It’s me and Franco Franco and we’re laugh rattling in the back of chemistry class like a pair of rotten tomatoes, like two tennis shoes tied together, like telephone cord curled in on itself, like the horizontal red white and green the other boys see when we punch their socks out.
It’s me and Franco Franco and we’re crammed in his sick-ass yellow mustang, our eyes watering, our cocks growing like hot commas against our jeans as we look at all the boom-boom babies at the burger joint, all the Mary Maries, and the Angelinas, and the Monicas with their pasta nest hair and their Our Father asses, and their spaghetti strap tops.

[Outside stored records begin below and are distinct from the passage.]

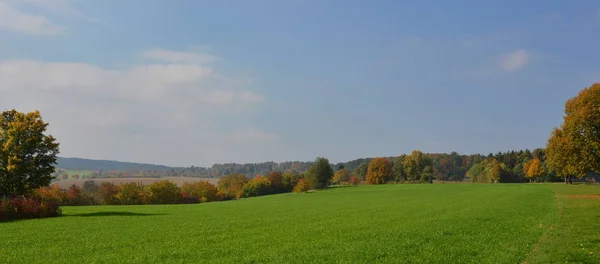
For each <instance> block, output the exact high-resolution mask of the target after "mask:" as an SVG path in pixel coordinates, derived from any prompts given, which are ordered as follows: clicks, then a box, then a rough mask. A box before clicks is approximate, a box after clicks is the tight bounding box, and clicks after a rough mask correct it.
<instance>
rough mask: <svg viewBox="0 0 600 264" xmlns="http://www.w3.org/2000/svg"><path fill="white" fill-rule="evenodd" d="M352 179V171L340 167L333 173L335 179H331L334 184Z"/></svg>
mask: <svg viewBox="0 0 600 264" xmlns="http://www.w3.org/2000/svg"><path fill="white" fill-rule="evenodd" d="M348 180H350V173H348V171H346V170H345V169H340V170H337V171H336V172H335V174H333V179H332V180H331V181H332V182H333V183H334V184H340V183H342V182H347V181H348Z"/></svg>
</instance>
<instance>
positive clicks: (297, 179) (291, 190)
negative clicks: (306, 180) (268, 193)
mask: <svg viewBox="0 0 600 264" xmlns="http://www.w3.org/2000/svg"><path fill="white" fill-rule="evenodd" d="M299 180H300V176H298V174H296V173H293V172H286V173H284V174H283V177H282V179H281V184H282V185H283V187H284V188H285V190H286V192H291V191H292V190H293V189H294V186H296V184H298V181H299Z"/></svg>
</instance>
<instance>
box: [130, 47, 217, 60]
mask: <svg viewBox="0 0 600 264" xmlns="http://www.w3.org/2000/svg"><path fill="white" fill-rule="evenodd" d="M142 57H144V58H148V59H152V60H159V61H167V62H186V63H200V64H207V63H211V62H213V61H215V60H217V58H216V57H215V56H212V55H210V54H206V53H199V52H181V51H173V50H166V49H160V48H154V49H151V50H148V51H145V52H143V53H142Z"/></svg>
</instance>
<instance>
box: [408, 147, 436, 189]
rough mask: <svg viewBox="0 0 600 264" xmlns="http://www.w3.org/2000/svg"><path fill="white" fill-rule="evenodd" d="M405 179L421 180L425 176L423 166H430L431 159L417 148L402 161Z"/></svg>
mask: <svg viewBox="0 0 600 264" xmlns="http://www.w3.org/2000/svg"><path fill="white" fill-rule="evenodd" d="M402 165H403V166H404V172H405V173H406V179H407V180H408V181H412V182H414V181H422V180H423V179H425V178H426V177H424V176H423V174H424V170H425V167H427V166H431V159H430V158H429V157H427V156H426V155H425V154H423V152H421V151H419V150H413V151H412V153H411V154H410V155H408V156H406V158H404V161H403V162H402Z"/></svg>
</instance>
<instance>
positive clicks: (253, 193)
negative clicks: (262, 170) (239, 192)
mask: <svg viewBox="0 0 600 264" xmlns="http://www.w3.org/2000/svg"><path fill="white" fill-rule="evenodd" d="M272 190H273V189H272V186H271V181H270V180H269V178H267V177H265V176H262V175H259V176H256V177H254V178H253V179H252V180H250V181H248V182H247V183H246V184H244V187H243V188H242V196H243V197H253V196H261V195H267V194H271V193H272Z"/></svg>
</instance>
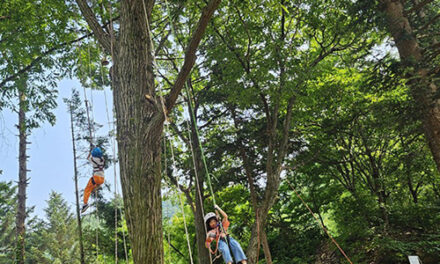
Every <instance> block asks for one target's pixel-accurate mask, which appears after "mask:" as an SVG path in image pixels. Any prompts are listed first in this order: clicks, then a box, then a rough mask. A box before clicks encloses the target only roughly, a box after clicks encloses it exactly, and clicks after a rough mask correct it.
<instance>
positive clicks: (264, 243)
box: [260, 230, 272, 264]
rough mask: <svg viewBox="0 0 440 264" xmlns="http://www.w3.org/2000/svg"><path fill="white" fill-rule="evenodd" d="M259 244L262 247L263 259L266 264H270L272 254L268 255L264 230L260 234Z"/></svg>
mask: <svg viewBox="0 0 440 264" xmlns="http://www.w3.org/2000/svg"><path fill="white" fill-rule="evenodd" d="M260 237H261V244H262V245H263V250H264V257H265V259H266V263H267V264H272V254H271V253H270V248H269V242H268V241H267V235H266V230H263V231H262V232H261V234H260Z"/></svg>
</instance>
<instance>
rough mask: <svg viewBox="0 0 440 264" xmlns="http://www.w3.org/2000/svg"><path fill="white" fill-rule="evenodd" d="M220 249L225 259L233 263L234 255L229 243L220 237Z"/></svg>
mask: <svg viewBox="0 0 440 264" xmlns="http://www.w3.org/2000/svg"><path fill="white" fill-rule="evenodd" d="M218 249H219V250H220V252H221V253H222V255H223V260H224V261H225V263H227V264H231V263H232V256H231V252H230V251H229V248H228V244H226V243H225V242H224V241H223V240H221V239H220V240H219V241H218Z"/></svg>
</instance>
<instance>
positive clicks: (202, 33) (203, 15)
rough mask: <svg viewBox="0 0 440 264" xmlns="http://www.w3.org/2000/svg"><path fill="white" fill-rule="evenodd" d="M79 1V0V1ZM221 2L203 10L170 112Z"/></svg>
mask: <svg viewBox="0 0 440 264" xmlns="http://www.w3.org/2000/svg"><path fill="white" fill-rule="evenodd" d="M78 1H79V0H78ZM220 2H221V0H211V1H210V2H209V4H208V5H207V6H206V7H205V8H204V9H203V11H202V15H201V17H200V20H199V23H198V24H197V28H196V30H195V31H194V33H193V35H192V37H191V41H190V43H189V45H188V48H187V50H186V53H185V61H184V63H183V66H182V68H181V70H180V72H179V75H178V76H177V80H176V82H175V83H174V86H173V88H172V89H171V92H170V93H169V94H168V96H167V101H166V108H167V111H168V112H170V111H171V109H172V108H173V107H174V105H175V103H176V100H177V97H178V96H179V94H180V92H181V90H182V88H183V86H184V84H185V81H186V79H187V78H188V75H189V73H190V72H191V69H192V67H193V65H194V63H195V61H196V57H197V56H196V50H197V47H198V46H199V44H200V41H201V39H202V36H203V34H204V33H205V30H206V27H207V26H208V22H209V20H210V19H211V17H212V15H213V14H214V11H215V10H216V9H217V7H218V6H219V4H220Z"/></svg>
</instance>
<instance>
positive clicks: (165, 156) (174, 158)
mask: <svg viewBox="0 0 440 264" xmlns="http://www.w3.org/2000/svg"><path fill="white" fill-rule="evenodd" d="M168 129H169V127H168V125H167V131H166V132H169V131H168ZM168 138H169V144H170V151H171V161H172V167H173V171H177V167H176V160H175V158H174V150H173V144H172V142H171V139H170V137H168ZM164 144H165V145H164V156H165V160H166V141H164ZM165 166H166V165H165ZM165 173H166V167H165ZM176 181H177V182H178V180H177V179H176ZM176 195H178V196H179V200H180V208H181V211H182V216H183V224H184V226H185V234H186V241H187V245H188V251H189V256H190V261H191V264H193V263H194V261H193V258H192V252H191V244H190V240H189V233H188V227H187V224H186V214H185V207H184V205H183V199H182V196H181V194H179V193H177V192H176Z"/></svg>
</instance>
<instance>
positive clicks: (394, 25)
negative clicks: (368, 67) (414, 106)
mask: <svg viewBox="0 0 440 264" xmlns="http://www.w3.org/2000/svg"><path fill="white" fill-rule="evenodd" d="M381 3H382V7H383V11H384V12H385V15H386V17H387V26H388V29H389V31H390V33H391V35H392V36H393V39H394V42H395V43H396V46H397V49H398V50H399V54H400V58H401V60H402V62H403V63H404V65H407V66H412V67H414V69H415V70H414V71H413V72H412V74H411V75H412V76H411V77H412V79H413V80H411V81H410V82H409V85H410V87H411V91H412V94H413V96H414V98H415V100H416V101H417V103H418V104H420V105H421V107H422V114H423V117H422V122H423V128H424V132H425V136H426V139H427V141H428V145H429V147H430V149H431V153H432V155H433V157H434V160H435V162H436V164H437V169H438V170H439V171H440V103H439V100H437V99H435V94H436V93H437V90H438V87H437V86H436V85H435V84H434V82H433V81H432V79H430V77H429V76H428V72H429V69H426V68H424V67H423V66H421V64H423V63H425V62H424V58H423V55H422V54H423V52H422V49H421V48H420V46H419V44H418V42H417V39H416V37H415V35H414V33H413V28H412V27H411V24H410V22H409V20H408V18H407V17H405V14H404V8H403V5H402V2H401V1H394V0H381Z"/></svg>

And it’s me and Franco Franco on his Ma’s white-white couch and he’s such a cugine the way he rolls up his track pants, the way he says a Hail Mary faster than anyone, the way he’s always got another Fuck Your Mother inside him, the way he’s knee deep in the tomato pie in the middle of the night, the way he combs his hair with a knife.
It’s me and Franco Franco and we’re army crawling past midnight under his mother’s lace table cloth, breaking her crystal water glasses with our pelvic movements, we’re just trying to get out, get into something, get on top of something and we’re shaking the table the one with all the other Francos on it, their portraits: wide-eyed Nona Franco and loosey goosey Jimmy Franco, and wing tipped Geno Franco, and baby Francesca Franco who grew up a straight-up beauty bomb. The Franco chins, all moving, all wagging, all watching—they’re gonna rat on us, rat us out, we are rats Franco Franco and I—we moved so slow, I swear, I swear, we saw the holy ghost.